Performance tuning is the improvement of system performance. This is typically a computer application, but the same methods can be applied to economic markets, bureaucracies or other complex systems. The motivation for such activity is called a performance problem, which can be real or anticipated. Most systems will respond to increased load with some degree of decreasing performance. A system's ability to accept higher load is called scalability, and modifying a system to handle a higher load is synonymous to performance tuning.

Systematic tuning follows these steps:

  1. Assess the problem and establish numeric values that categorize acceptable behavior.
  2. Measure the performance of the system before modification.
  3. Identify the part of the system that is critical for improving the performance. This is called the bottleneck.
  4. Modify that part of the system to remove the bottleneck.
  5. Measure the performance of the system after modification.

This is an instance of the measure-evaluate-improve-learn cycle from quality assurance.

A performance problem may be identified by slow or unresponsive systems. This usually occurs because high system loading, causing some part of the system to reach a limit in its ability to respond. This limit within the system is referred to as a bottleneck.

A handful of techniques are used to improve performance. Among them are code optimization, load balancing, caching strategy, and distributed computing, and self-tuning.

Contents

Performance analysis

See the main article at Performance analysis

Performance analysis, commonly known as profiling, is the investigation of a program's behavior using information gathered as the program executes. Its goal is to determine which sections of a program to optimize.

A profiler is a performance analysis tool that measures the behavior of a program as it executes, particularly the frequency and duration of function calls. Performance analysis tools existed at least from the early 1970s. Profilers may be classified according to their output types, or their methods for data gathering.

Performance engineering

See the main article at Performance engineering

Performance engineering is the discipline encompassing roles, skills, activities, practices, tools, and deliverables used to meet the non-functional requirements of a designed system, such as increase business revenue, reduction of system failure, delayed projects, and avoidance of unnecessary usage of resources or work.

Several common activities have been identified in different methodologies:

  • Identification of critical business processes.
  • Elaboration of the processes in use cases and system volumetrics.
  • System construction, including performance tuning.
  • Deployment of the constructed system.
  • Service management, including activities performed after the system has been deployed.

Code optimization

See the main article at Optimization (computer science).

Enhancing performance by rewriting specific portions of a program to run faster is one form of code optimization. The term code optimization can refer to improving the implementation of a particular algorithm for performing a task (code tuning). It can also refer to utilizing a better algorithm. Examples of code optimization include improving the code so that work is done once before a loop rather than inside a loop or replacing a call to a simple selection sort with a call to the more complicated algorithm for a quicksort.

Caching strategy

Main article: Cache

Caching is a fundamental method of removing performance bottlenecks that are the result of slow access to data. Caching improves performance by retaining frequently used information in high speed memory, which reduces access "isha" time and thus improves performance. Caching is an effective manner of improving performance in situations where the principle of locality of reference applies.
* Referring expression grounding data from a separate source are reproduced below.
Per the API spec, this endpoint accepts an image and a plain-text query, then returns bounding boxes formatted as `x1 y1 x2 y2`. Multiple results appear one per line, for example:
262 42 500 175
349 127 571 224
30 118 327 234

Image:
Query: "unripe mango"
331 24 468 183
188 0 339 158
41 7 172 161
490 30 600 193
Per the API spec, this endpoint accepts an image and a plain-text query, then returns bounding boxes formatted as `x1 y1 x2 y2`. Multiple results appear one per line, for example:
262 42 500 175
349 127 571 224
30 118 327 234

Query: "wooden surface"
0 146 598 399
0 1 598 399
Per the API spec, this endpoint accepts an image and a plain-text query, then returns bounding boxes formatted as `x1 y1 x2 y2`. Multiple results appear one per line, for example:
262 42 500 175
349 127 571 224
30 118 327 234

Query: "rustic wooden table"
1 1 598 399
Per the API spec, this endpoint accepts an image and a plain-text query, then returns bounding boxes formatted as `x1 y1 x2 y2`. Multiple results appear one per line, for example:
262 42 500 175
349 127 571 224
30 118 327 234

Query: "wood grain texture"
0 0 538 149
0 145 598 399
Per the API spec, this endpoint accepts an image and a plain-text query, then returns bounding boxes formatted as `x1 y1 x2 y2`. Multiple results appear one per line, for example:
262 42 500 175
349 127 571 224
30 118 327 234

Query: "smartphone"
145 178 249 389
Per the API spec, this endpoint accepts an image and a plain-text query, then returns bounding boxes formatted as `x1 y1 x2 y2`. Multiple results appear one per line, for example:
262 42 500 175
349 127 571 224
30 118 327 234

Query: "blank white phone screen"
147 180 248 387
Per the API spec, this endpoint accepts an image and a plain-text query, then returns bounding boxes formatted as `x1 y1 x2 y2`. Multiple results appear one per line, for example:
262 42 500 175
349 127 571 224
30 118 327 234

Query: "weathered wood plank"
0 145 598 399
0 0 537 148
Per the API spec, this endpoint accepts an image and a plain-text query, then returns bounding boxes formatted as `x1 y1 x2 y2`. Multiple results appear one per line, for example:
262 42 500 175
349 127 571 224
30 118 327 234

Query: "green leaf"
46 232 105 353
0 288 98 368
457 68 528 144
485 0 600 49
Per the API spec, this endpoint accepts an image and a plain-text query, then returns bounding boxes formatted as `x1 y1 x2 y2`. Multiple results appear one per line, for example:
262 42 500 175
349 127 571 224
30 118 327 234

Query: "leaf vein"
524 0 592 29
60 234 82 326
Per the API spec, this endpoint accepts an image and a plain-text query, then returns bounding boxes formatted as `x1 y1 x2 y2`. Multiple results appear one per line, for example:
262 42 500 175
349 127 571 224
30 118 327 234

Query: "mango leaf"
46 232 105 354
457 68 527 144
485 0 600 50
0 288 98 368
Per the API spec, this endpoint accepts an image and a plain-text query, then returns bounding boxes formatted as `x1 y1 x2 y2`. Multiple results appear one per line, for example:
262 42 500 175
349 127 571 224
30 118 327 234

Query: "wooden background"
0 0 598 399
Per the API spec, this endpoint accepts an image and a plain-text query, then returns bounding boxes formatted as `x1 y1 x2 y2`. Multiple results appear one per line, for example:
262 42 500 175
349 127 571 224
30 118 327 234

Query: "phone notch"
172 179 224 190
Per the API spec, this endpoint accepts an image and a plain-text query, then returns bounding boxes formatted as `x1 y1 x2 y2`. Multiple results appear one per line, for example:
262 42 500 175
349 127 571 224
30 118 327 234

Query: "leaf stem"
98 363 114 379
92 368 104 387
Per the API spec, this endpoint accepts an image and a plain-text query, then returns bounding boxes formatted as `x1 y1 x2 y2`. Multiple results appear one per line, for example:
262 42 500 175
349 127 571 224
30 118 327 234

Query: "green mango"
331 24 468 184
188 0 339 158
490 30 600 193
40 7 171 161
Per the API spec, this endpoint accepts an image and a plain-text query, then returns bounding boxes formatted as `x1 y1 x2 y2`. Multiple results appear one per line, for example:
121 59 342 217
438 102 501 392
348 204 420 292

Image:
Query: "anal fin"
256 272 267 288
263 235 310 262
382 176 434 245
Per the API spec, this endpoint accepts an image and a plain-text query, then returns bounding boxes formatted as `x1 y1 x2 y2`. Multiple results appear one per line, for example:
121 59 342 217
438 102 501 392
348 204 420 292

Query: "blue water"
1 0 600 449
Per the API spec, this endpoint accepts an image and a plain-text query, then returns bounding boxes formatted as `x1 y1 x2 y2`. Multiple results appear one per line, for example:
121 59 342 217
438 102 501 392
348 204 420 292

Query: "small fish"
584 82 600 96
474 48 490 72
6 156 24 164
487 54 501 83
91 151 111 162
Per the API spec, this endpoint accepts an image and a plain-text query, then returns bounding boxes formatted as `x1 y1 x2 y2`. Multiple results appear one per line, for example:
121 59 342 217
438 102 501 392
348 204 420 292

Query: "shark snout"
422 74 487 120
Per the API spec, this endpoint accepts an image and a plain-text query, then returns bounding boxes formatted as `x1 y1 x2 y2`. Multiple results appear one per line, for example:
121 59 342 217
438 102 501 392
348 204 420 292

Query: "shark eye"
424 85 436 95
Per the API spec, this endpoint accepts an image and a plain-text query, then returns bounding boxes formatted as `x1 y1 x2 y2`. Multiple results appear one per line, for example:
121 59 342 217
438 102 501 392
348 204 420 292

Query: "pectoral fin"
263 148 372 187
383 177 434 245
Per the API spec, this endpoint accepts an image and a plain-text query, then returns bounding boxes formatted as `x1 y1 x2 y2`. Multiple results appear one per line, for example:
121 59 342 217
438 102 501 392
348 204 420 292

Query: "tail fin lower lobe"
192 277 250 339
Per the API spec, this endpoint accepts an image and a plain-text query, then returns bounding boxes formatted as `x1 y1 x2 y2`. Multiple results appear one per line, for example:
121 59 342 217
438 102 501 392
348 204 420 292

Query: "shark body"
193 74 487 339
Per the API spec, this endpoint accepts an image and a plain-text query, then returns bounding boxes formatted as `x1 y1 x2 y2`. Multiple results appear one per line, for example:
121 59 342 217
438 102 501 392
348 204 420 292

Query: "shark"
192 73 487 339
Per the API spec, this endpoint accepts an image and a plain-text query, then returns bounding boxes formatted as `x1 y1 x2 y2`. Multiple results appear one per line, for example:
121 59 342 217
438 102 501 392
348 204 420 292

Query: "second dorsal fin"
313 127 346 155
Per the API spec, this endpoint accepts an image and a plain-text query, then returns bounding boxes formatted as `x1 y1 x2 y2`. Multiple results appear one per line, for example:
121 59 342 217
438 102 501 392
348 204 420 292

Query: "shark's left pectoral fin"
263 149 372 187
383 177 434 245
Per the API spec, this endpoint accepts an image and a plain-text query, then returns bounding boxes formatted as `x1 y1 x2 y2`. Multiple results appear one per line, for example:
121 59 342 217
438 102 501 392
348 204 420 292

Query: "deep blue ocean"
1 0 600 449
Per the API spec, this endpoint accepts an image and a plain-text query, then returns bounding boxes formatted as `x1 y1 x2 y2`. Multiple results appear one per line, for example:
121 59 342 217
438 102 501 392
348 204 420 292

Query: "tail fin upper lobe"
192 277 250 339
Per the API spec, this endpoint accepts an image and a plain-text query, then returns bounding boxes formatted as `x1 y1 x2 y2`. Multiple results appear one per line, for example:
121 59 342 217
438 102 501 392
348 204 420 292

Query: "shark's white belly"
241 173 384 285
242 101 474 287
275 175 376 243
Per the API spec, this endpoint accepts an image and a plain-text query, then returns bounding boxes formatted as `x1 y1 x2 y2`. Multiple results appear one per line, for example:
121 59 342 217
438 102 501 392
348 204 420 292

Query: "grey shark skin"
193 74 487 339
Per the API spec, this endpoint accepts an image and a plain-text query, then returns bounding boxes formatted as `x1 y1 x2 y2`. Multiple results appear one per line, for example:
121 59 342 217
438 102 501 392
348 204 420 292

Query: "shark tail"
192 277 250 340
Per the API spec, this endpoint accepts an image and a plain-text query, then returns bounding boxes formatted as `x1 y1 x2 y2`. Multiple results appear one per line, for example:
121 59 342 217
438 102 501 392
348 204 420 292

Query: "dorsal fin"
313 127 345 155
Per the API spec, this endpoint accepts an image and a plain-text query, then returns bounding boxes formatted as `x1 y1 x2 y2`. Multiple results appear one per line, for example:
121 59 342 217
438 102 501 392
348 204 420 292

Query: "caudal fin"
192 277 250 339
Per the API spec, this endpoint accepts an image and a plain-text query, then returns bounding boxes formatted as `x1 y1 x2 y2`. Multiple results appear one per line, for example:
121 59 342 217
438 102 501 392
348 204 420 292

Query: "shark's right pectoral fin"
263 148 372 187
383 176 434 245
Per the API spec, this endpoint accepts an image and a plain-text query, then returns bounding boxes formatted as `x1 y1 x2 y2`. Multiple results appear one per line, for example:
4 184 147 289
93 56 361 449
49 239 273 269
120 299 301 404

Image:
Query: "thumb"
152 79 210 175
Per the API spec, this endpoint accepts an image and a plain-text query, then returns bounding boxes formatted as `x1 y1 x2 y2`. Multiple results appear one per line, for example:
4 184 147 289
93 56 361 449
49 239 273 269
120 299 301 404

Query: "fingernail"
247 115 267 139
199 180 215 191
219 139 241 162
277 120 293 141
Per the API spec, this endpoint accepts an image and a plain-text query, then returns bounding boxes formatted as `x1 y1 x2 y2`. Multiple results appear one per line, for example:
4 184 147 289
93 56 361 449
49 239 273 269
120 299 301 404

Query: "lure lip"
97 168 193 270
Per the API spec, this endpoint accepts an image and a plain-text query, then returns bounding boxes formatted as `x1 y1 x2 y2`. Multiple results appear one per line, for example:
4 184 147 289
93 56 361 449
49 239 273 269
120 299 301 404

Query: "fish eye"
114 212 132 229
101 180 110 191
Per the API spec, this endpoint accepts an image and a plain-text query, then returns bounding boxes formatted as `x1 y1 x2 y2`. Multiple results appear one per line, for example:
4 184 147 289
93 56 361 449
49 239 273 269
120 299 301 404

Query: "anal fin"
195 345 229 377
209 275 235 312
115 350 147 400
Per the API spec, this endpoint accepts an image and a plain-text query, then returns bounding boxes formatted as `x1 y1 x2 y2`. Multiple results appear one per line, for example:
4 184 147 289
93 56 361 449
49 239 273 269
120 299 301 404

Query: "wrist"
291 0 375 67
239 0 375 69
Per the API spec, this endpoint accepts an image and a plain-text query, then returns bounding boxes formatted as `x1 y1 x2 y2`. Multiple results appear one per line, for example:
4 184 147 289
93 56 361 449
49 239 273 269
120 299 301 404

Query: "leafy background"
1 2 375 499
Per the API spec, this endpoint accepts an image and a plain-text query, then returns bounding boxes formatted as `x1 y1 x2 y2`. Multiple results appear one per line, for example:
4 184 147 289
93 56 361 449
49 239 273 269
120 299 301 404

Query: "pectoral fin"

The methods used to determine which data is stored in progressively faster storage are collectively called caching strategies.

Load balancing

A system can consist of independent components, each able to service requests. If all the requests are serviced by one of these systems (or a small number) while others remain idle then time is wasted waiting for used system to be available. Arranging so all systems are used equally is referred to as load balancing and can improve over-all performance.

Load balancing is often used to achieve further gains from a distributed system by intelligently selecting which machine to run an operation on based on how busy all potential candidates are, and how well suited each machine is to the type of operation that needs to be performed.

Distributed computing

Main article: Distributed computing

Distributed computing is used to increase the performance of operations that can be performed in parallel, by concurrently executing multiple operations. Operations may be distributed across multiple processes on a single CPU, taking advantage of multitasking, multiple processes across multiple CPUs, or across multiple machines. As operations are executed concurrently, ensuring synchronization between processes is essential to ensure correct results.

As the trend of increasing the potential for parallel execution on modern CPU architectures continues, the use of distributed systems is essential to achieve performance benefits from the available parallelism. High performance cluster computing is a well known use of distributed systems for performance improvements.

Distributed computing and clustering can negatively impact latency while simultaneously increasing load on shared resources, such as database systems. To minimize latency and avoid bottlenecks, distributed computing can benefit significantly from distributed caches.

Self-tuning

Main article: Self-tuning

A self-tuning system is capable of optimizing its own internal running parameters in order to maximize or minimize the fulfillment of an objective function; typically efficiency or error. Self-tuning systems typically exhibit non-linear adaptive control. Self-tuning systems have been a hallmark of the aerospace industry for decades, as this sort of feedback is necessary to generate optimal multi-variable control for nonlinear processes.

Bottlenecks

In any program performing a task, for any resource, there is a minimum amount of that resource needed to accomplish the task. A bottleneck is any part of the program spending the resource for poor reasons and thus spending more than necessary.

A way to identify bottlenecks is to randomly sample a unit of the resource, such as a point in time, and make a full inquiry into the chain of reasoning of why that unit of resource is being spent. The chain of reasoning will often contain a weak reason. Then more samples are taken. If the weak reason applies in some fraction of the samples, one can safely conclude that it is costing approximately that fraction of the resource. Since the weak reason is identified, doing that part of the task differently can save some of the resource, and remove the bottleneck.

It is often the case that a given chain of reasoning, if it is long enough, contains multiple weak reasons. This can have the effect of multiplying the amount of resource being used, above its optimum.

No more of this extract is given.